Grasping the universe, with mathematics

THE UNIVERSE WITHIN, 

by Neil Turok,
Allen & Unwin, 294pp. 

To write a book about infinity is tough, and to review it is not easy either.

Few things that should interest us more than the basic questions about how we, and everything we know, came into existence.  Our oldest creation stories tried to describe the universe in the language and ideas available to our ancestors, mostly metaphors drawn from human experience.  Now we expect things to be explained in a language that can apply universally to the material world as we perceive it, without entirely negating the spiritual dimensions we infer as a means to fill the gaps in our understanding.
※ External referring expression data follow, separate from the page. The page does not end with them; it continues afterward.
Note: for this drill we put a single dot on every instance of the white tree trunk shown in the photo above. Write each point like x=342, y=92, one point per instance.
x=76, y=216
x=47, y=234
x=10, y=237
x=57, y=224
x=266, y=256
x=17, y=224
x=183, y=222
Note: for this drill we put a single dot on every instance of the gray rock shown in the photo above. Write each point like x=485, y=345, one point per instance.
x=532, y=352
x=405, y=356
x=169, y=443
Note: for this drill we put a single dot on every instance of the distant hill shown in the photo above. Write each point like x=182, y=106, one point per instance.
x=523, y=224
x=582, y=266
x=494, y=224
Uncomfortably for me and many others, that language is mathematics, as applied to the science of physics. Both these domains can be intimidating to many seekers after the truth, who are more accustomed to the floating worlds of emotion and intuition. Most will turn aside, which is a pity.
 
It was a bold decision for the producers of the Canadian Broadcasting Corporation's annual Massey Lecture series to commission Neil Turok in 2012.  Turok held a chair in mathematical physics at Cambridge and published, together with Stephen Hawking, a theory on how universes come into existence.  He now heads the Perimeter Institute in Canada, which supports the study of theoretical physics and campaigns for wider community understanding of what physicists are on about, and why it matters.
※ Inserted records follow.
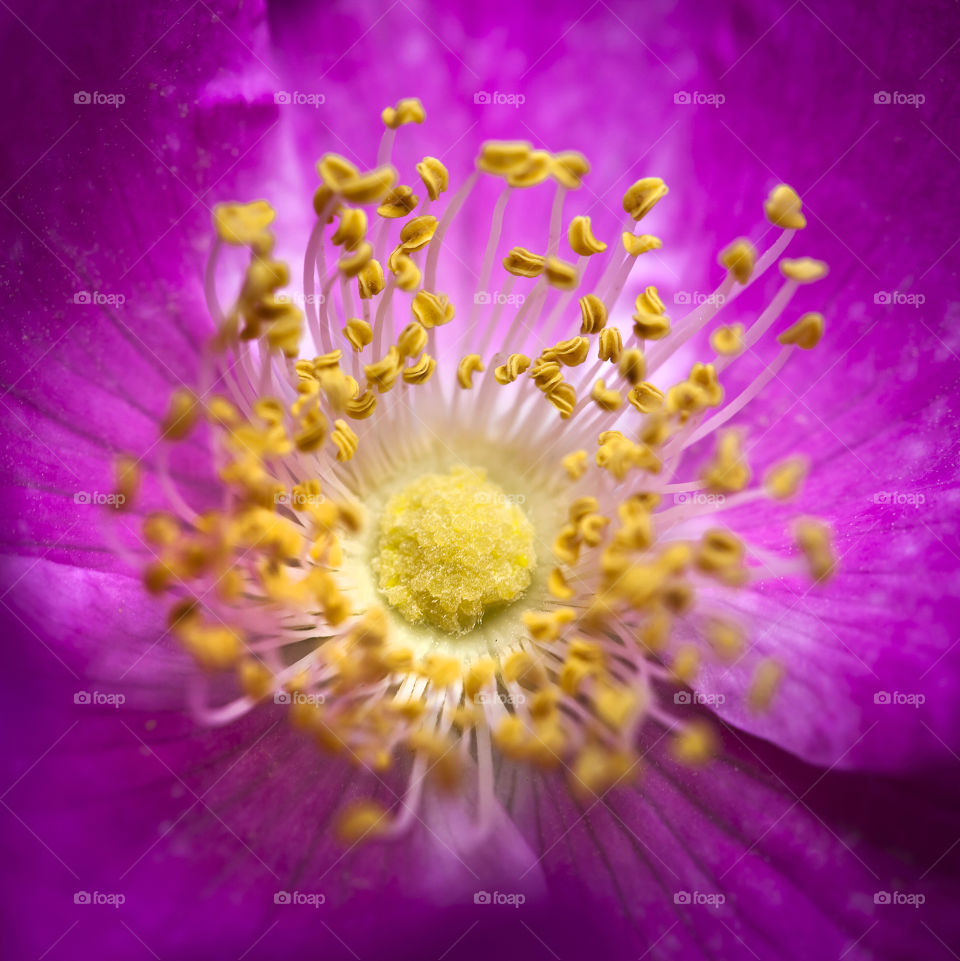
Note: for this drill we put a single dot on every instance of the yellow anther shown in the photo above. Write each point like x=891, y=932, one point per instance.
x=384, y=372
x=558, y=586
x=503, y=156
x=783, y=480
x=362, y=407
x=523, y=263
x=566, y=545
x=537, y=168
x=432, y=310
x=412, y=339
x=764, y=684
x=564, y=398
x=804, y=270
x=633, y=365
x=358, y=332
x=418, y=232
x=726, y=638
x=617, y=454
x=560, y=274
x=362, y=820
x=322, y=198
x=784, y=209
x=545, y=626
x=805, y=333
x=335, y=170
x=696, y=744
x=181, y=416
x=370, y=187
x=313, y=432
x=639, y=200
x=739, y=258
x=727, y=341
x=507, y=373
x=434, y=176
x=576, y=464
x=813, y=538
x=569, y=168
x=635, y=244
x=582, y=240
x=421, y=371
x=646, y=398
x=469, y=365
x=593, y=314
x=478, y=676
x=606, y=398
x=611, y=344
x=404, y=269
x=352, y=264
x=398, y=202
x=351, y=229
x=571, y=353
x=591, y=528
x=728, y=472
x=407, y=110
x=370, y=280
x=344, y=439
This book is the texts of those lectures. The Universe Within  is about the ways  human minds have grappled to understand the infinities and imponderables of all matter and energy, from smallest sub-atomic energy states to the possibly infinite multiplicity of universes that share time and space with everything we humans are able to observe.
  
 Broadcasting is strictly linear - you can't double back to re-hear a paragraph. You get it or your miss it. Turok does his best to catch the average curious mind  with anecdotes and colorful metaphors, but I have to wonder how many millions of polite Canadians could genuinely grasp what he was on about from beginning to end.  Even with the advantages of the book for, it was a tough read for someone with lifelong amateur curiosity into the general concepts of cosmology and physics.
 If you do follow Turok, you will end up accepting that our universe is expanding at an accelerating rate, having started as a microscopic dot of unbelievably compressed energy some 4-5 billion years ago.  The expansion is probably powered by unmeasurable "dark matter" and "vacuum energy".  It is not the job of physicists to ask why this happened, but they are increasingly confident that they know how it happened.  Turok inclines to the view that our current expanding universe is just one instance of an infinite number of expansions, followed after a few billion years by contraction, and then another Big Bang to start the expansion again.

A lot of this seems disconnected from human experience because mathematical reasoning is not the same thing as common sense. The greatest conceptual leap takes us from classical physics to the realm of quantum mechanics.  In this framework the  universe is in constant flux on many dimensions and there is no truth, only probability.  The job of physicists is to provide theories with reasonable probability.  As it happens, the chance of our own universe even existing is at a very low level of probability. However, because the number of possibilities is infinite, sooner or later our universe would be bound to pop up.  After the shock, probability actually makes more sense than certainty to the human brain.


Richard Thwaites has maintained a cautious interest in scientific cosmology since reading John Milton's Paradise Lost as a teenager.